Все повернулись к Эмили. Воцарилось молчание, длившееся не более чем вздох, как будто четверо взрослых были одновременно поражены красотой девушки в желтом платье, с черными шелковистыми волосами, ниспадающими из-под вишневой ленты, и ее энергичным лицом, на которое упал луч вечернего солнца.
– Я расскажу, раз ты этого хочешь. Но во всем этом так много трагического, отвратительно трагического. – И с мягким любопытством Джози спросила. – Что заставляет тебя всем этим интересоваться?
– Вы знаете, я собираюсь стать врачом, а врачи должны понимать людей.
К горлу Линн подступил комок, молчаливый крик: Как она прекрасна! Как прелестны ее девочки! И она благодарила Бога за их успехи; они так хорошо перенесли переезд и нашли свое место в новом окружении.
– Эмили делает невероятные успехи в своем выпускном классе, – сказал Роберт. – Да, я знаю, тебе не нравится, когда я хвастаюсь тобой, дорогая, но иногда я не могу удержаться. Так что прости меня. Я просто горжусь тобой.
Круглое лицо Энни, окаймленное светлыми в мелких завитушках волосами, повернулось к отцу. И Линн сказала:
– Обе наши девочки много работают. Энни приходит домой из школы и сразу садится за пианино поупражняться, а затем принимается за домашние задания. Я никогда не напоминаю ей об этом, правда, Энни?

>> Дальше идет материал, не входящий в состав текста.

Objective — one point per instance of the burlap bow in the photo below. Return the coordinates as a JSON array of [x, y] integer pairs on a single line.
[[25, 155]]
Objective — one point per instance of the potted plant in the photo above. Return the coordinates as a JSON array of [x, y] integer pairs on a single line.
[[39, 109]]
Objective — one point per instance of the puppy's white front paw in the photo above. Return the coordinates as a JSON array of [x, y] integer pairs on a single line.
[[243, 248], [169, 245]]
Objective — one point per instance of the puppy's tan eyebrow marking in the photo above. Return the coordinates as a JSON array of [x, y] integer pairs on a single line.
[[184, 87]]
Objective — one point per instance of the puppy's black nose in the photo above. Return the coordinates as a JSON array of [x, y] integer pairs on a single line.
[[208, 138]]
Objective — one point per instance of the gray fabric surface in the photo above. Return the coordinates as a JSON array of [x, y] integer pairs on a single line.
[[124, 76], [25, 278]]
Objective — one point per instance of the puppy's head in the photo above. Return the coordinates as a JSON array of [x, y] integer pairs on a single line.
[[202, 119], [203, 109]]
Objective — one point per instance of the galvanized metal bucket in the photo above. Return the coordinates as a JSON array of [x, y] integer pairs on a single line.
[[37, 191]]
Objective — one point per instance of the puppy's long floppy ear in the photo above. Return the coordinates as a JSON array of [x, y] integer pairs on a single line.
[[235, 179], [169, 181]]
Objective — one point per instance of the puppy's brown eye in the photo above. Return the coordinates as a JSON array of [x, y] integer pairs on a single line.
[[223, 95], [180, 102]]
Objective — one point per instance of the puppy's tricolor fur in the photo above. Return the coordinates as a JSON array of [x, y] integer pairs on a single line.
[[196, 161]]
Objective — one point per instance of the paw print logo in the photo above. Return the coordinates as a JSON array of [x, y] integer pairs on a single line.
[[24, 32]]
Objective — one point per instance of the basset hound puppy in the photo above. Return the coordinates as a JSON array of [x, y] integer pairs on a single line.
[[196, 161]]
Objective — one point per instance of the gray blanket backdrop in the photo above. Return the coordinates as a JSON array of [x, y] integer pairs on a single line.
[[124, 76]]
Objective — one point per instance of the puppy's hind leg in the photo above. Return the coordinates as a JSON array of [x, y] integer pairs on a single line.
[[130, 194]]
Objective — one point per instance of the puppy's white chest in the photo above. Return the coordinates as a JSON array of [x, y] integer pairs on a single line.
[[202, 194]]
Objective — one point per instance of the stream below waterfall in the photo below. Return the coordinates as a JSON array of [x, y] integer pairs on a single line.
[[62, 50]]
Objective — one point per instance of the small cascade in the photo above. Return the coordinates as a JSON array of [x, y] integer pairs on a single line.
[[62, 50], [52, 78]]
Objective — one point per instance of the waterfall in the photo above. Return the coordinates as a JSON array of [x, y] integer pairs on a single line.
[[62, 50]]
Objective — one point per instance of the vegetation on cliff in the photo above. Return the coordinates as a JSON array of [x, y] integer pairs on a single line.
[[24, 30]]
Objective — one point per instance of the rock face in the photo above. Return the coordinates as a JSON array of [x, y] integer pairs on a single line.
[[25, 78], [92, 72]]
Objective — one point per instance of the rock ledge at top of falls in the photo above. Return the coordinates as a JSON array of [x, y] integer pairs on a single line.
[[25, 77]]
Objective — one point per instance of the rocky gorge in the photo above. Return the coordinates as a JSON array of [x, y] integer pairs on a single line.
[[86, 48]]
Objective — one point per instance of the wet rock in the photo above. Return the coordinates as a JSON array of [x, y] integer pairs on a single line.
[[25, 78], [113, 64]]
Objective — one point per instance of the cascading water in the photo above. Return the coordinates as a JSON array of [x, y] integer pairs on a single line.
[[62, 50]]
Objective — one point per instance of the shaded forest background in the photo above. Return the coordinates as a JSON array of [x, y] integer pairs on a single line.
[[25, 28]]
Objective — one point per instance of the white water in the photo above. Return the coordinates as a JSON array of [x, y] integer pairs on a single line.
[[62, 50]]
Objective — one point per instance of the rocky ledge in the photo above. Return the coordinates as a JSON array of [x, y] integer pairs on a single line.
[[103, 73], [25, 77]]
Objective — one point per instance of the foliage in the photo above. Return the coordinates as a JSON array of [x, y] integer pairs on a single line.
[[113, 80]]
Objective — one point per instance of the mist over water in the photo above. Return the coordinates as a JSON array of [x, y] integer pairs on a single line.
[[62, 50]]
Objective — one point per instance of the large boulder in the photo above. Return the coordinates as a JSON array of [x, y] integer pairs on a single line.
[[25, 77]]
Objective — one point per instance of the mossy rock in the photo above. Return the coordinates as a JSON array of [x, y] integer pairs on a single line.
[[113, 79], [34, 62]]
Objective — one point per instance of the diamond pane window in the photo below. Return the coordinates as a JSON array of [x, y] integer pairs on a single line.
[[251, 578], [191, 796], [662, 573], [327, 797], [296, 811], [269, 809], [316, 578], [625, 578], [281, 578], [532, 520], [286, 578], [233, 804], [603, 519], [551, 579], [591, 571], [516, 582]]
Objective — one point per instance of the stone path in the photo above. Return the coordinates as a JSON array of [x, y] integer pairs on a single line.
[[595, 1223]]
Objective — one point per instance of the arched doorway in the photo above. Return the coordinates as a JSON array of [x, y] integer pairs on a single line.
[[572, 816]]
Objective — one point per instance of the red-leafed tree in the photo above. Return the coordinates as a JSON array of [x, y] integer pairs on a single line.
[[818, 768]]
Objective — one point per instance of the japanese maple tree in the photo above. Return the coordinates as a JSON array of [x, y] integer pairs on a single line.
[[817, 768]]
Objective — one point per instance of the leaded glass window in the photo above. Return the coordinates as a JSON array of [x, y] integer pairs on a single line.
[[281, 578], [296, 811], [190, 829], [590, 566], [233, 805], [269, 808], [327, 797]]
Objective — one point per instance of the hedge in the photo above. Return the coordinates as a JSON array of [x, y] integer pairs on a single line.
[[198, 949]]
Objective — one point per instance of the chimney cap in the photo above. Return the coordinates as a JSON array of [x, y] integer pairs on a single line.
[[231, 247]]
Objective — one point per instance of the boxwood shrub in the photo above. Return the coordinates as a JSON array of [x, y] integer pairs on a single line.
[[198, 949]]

В этот момент девочка повернулась к матери. Можно мне съесть остаток суфле, пока оно не осело? Смотри, из него выходит весь воздух.
Действительно, оставшаяся часть взбитого шоколадного крема медленно оседала, превращаясь в мокрую вязкую массу на дне миски.
– Нет, нельзя, – ответил Роберт, когда Энни подтолкнула свою тарелку Линн под нос. – Ты и так достаточно толстая. Прежде всего, ты вообще не должна это есть.
Рот Энни скривился, напоминая маску трагедии, оскорбленное рыдание вырвалось из груди, она вскочила, опрокинув свой стул, и выбежала из комнаты.
– Вернись сейчас же и подними стул, – приказал Роберт.
В ответ задняя дверь со стуком захлопнулась. Каждый старался не смотреть на другого, пока Эмили не произнесла с мягким упреком:
– Ты смутил ее, папа.
– Что ты имеешь в виду? Мы здесь не чужие. Тетя Джози и дядя Брюс знали ее до того, как она родилась.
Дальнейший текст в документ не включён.